El fracaso de LinkedIn permite una exposición controlada. Tú decides qué detalles incluir. Tú eliges el ángulo. Tú controlas la narrativa. El arrepentimiento que describes ya lo has procesado, ya no duele igual, ya lo puedes mirar desde fuera.

Los fracasos que no contamos son los que todavía no hemos podido mirar desde fuera. Los que al volver a ellos siguen produciendo la misma sensación en el estómago. Los que no tienen todavía una historia limpia porque la vida tampoco la tiene.

Con TDAH, esa tendencia a no procesar se amplifica. El cerebro que evita lo que es emocionalmente costoso también evita volver a los fracasos que duelen. Los archiva como pendiente indefinido. Y ese pendiente indefinido sigue ocupando espacio aunque no lo estés mirando.

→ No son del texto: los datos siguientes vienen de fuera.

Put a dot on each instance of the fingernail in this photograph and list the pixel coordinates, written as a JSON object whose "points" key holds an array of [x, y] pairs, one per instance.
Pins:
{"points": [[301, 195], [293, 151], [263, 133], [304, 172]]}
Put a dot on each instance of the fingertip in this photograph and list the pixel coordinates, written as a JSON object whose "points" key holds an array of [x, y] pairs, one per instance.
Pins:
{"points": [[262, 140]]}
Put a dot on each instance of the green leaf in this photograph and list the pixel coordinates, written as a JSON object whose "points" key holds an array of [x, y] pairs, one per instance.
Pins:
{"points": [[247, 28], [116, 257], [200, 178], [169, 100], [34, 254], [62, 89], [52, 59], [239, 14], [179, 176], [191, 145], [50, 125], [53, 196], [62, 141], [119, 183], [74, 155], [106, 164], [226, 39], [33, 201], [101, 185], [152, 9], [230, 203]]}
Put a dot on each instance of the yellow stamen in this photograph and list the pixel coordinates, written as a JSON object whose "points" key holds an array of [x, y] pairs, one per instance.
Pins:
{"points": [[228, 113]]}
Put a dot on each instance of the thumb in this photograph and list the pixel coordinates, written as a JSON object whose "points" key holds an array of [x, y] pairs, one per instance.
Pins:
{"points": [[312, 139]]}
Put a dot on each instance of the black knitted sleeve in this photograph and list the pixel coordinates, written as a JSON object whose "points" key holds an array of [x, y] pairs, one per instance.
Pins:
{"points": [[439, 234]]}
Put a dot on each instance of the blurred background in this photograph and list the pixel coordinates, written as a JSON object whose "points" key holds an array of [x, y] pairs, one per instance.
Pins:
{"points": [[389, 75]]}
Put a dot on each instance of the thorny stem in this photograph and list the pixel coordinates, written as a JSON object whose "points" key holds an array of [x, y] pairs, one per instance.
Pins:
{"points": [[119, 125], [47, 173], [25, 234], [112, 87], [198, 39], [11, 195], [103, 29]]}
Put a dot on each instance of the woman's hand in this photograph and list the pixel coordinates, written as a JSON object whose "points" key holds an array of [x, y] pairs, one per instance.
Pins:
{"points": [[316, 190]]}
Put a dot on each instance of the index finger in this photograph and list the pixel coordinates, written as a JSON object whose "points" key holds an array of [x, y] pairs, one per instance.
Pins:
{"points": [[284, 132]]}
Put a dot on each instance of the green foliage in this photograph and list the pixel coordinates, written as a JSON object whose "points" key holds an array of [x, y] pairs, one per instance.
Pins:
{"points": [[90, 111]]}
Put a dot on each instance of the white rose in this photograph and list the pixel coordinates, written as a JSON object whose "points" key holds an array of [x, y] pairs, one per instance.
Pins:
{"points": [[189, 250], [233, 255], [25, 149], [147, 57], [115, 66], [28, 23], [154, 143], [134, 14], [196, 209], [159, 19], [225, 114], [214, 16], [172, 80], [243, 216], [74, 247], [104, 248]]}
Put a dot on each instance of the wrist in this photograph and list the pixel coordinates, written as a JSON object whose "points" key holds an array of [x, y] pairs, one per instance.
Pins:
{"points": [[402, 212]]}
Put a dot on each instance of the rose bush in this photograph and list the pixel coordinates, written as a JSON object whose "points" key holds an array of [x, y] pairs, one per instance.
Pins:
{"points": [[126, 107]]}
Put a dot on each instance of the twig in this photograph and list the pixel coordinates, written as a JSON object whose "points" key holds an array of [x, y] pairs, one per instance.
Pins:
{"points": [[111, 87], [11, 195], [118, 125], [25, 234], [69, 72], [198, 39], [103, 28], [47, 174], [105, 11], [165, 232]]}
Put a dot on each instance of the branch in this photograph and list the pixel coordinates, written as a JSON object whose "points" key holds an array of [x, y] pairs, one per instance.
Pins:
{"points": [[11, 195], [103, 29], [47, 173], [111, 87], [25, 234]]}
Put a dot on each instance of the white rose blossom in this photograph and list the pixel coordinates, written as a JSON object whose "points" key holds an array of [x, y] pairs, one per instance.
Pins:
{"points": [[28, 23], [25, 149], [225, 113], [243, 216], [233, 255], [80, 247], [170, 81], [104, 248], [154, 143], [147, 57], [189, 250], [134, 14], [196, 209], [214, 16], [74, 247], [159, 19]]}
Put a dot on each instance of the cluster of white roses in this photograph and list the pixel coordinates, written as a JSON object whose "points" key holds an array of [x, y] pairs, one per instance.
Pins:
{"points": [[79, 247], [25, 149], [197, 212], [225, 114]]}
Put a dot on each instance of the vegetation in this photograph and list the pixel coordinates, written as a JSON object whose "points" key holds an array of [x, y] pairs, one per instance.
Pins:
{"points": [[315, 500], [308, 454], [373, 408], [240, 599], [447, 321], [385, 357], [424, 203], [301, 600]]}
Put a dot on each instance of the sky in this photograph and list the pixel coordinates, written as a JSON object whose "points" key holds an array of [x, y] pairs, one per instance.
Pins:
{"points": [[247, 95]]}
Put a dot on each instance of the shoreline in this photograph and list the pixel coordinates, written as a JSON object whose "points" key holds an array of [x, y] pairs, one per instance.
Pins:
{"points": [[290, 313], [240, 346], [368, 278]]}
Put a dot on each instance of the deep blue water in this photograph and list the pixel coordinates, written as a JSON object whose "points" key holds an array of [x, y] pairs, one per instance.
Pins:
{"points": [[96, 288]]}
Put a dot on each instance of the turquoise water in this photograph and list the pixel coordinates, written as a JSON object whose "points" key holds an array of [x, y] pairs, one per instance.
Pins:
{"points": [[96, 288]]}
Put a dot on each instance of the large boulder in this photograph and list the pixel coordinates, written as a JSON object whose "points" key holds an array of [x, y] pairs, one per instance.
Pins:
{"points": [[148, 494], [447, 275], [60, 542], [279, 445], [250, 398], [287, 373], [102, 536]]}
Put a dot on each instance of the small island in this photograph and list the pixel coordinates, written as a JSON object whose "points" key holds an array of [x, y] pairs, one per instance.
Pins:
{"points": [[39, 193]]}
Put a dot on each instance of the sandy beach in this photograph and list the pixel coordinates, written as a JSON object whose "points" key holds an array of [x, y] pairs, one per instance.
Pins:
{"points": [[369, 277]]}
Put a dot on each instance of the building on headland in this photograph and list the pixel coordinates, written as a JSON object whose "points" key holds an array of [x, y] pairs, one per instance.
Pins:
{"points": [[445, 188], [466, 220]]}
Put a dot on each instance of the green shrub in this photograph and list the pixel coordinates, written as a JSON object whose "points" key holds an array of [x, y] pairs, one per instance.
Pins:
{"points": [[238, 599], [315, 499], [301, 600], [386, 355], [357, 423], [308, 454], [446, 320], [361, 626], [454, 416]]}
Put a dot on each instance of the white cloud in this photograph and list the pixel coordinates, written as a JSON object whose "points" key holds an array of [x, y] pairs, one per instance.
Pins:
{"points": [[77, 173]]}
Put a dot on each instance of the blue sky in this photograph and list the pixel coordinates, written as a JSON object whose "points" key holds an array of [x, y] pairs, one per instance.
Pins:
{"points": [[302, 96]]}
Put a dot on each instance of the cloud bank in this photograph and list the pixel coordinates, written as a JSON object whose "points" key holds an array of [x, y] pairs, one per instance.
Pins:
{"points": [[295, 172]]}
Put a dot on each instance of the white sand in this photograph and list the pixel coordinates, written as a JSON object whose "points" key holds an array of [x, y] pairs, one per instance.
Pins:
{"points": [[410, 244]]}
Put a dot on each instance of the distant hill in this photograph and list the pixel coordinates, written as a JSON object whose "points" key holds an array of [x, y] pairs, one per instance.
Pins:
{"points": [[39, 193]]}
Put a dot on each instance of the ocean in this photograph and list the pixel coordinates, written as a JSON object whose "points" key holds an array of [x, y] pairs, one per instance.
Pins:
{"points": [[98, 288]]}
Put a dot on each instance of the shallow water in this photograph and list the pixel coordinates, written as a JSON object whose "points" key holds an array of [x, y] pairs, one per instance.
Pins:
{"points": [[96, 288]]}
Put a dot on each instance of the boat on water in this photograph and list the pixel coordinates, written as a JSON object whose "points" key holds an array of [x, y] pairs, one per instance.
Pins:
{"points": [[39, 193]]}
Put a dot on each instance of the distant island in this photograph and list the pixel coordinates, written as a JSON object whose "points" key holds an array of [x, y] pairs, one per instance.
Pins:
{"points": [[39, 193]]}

¿Qué enseñan los fracasos sin moraleja?

Más. Enseñan más que los que tienen moraleja.

Porque el fracaso con moraleja ya lo has domesticado. Ya lo has convertido en algo manejable, en algo que encaja en una narrativa útil. El aprendizaje ya está hecho.

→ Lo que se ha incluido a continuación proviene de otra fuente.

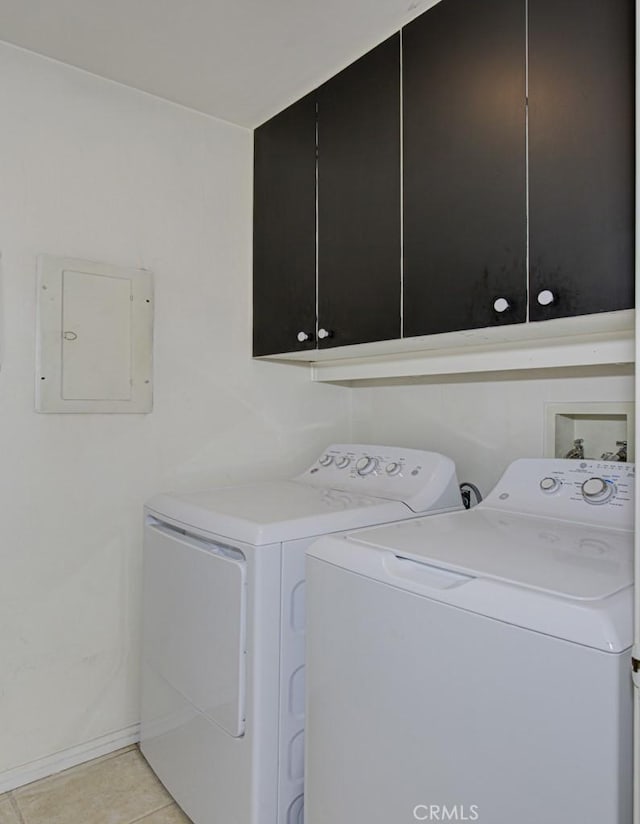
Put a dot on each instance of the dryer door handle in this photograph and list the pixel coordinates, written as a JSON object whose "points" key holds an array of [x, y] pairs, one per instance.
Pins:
{"points": [[422, 574]]}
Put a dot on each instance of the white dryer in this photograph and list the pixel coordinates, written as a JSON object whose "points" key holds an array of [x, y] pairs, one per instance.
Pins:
{"points": [[224, 622], [476, 666]]}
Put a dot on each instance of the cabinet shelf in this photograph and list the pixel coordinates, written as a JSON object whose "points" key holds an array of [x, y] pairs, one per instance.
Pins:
{"points": [[599, 340]]}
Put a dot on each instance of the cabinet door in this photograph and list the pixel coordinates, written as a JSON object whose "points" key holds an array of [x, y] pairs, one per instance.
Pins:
{"points": [[581, 137], [464, 126], [284, 230], [359, 200]]}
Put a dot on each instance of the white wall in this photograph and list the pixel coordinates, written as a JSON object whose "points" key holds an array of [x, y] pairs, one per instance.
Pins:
{"points": [[483, 424], [95, 170]]}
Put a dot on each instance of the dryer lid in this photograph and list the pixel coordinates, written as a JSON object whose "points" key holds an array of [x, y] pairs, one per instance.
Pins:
{"points": [[570, 560], [272, 512]]}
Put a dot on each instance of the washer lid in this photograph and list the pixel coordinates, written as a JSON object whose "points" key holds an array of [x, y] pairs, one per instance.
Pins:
{"points": [[272, 512], [551, 556]]}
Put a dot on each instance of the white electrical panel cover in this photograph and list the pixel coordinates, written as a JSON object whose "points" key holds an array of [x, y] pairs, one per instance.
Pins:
{"points": [[95, 337]]}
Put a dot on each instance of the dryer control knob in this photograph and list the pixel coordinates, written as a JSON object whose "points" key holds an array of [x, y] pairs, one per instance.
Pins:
{"points": [[550, 485], [366, 465], [546, 297], [597, 490]]}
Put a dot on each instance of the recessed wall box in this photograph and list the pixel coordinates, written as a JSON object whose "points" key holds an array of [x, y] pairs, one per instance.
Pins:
{"points": [[94, 337], [602, 428]]}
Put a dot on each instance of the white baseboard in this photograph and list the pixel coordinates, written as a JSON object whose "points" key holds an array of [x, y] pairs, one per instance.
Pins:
{"points": [[51, 764]]}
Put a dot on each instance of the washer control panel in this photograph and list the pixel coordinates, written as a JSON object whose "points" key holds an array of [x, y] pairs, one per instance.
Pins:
{"points": [[421, 479], [599, 492]]}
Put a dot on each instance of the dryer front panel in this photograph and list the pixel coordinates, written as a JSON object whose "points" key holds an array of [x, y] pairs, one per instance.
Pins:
{"points": [[195, 616]]}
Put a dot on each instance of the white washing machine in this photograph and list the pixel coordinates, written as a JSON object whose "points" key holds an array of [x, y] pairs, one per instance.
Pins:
{"points": [[476, 666], [224, 622]]}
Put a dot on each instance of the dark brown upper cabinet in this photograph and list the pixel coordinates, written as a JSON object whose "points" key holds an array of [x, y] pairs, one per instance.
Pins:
{"points": [[581, 156], [359, 200], [464, 126], [505, 184], [284, 231]]}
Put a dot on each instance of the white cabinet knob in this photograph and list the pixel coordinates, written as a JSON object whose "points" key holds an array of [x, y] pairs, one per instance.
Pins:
{"points": [[546, 297]]}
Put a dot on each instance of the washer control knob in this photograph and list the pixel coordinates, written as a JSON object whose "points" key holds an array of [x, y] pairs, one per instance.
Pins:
{"points": [[597, 490], [550, 485], [366, 465], [546, 297]]}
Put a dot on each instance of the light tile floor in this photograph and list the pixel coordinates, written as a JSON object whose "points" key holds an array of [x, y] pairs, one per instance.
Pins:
{"points": [[118, 788]]}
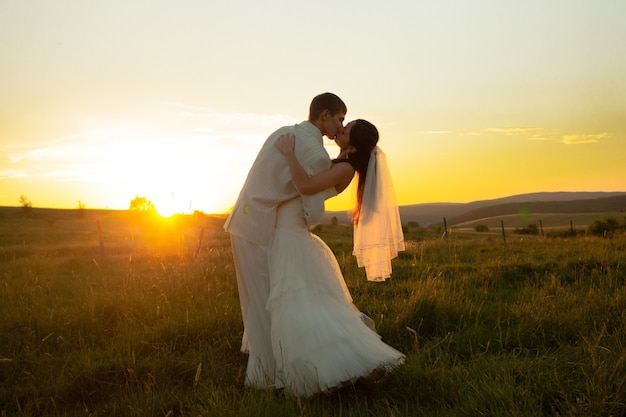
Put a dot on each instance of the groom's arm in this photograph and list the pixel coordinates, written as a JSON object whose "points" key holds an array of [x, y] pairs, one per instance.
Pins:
{"points": [[317, 160]]}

El fracaso sin moraleja todavía tiene información sin procesar. Todavía hay algo que no entiendes del todo sobre por qué tomaste esa decisión, por qué no viste lo que era evidente, por qué seguiste cuando todo indicaba que debías parar.

Esa información es más valiosa que la del fracaso que ya entiendes. Pero acceder a ella cuesta más. Requiere una honestidad contigo mismo que el formato LinkedIn no facilita.

¿Cómo haces algo útil con los fracasos que todavía duelen?

No convirtiéndolos en contenido todavía. Eso puede esperar.

Sino mirándolos sin buscar la moraleja primero. Sin necesitar que la experiencia tenga un arco narrativo limpio para poder aprender algo de ella. Aceptar que algunos fracasos son complicados, que tienen capas, que revelan cosas que no son cómodas y que siguen siendo útiles precisamente por eso.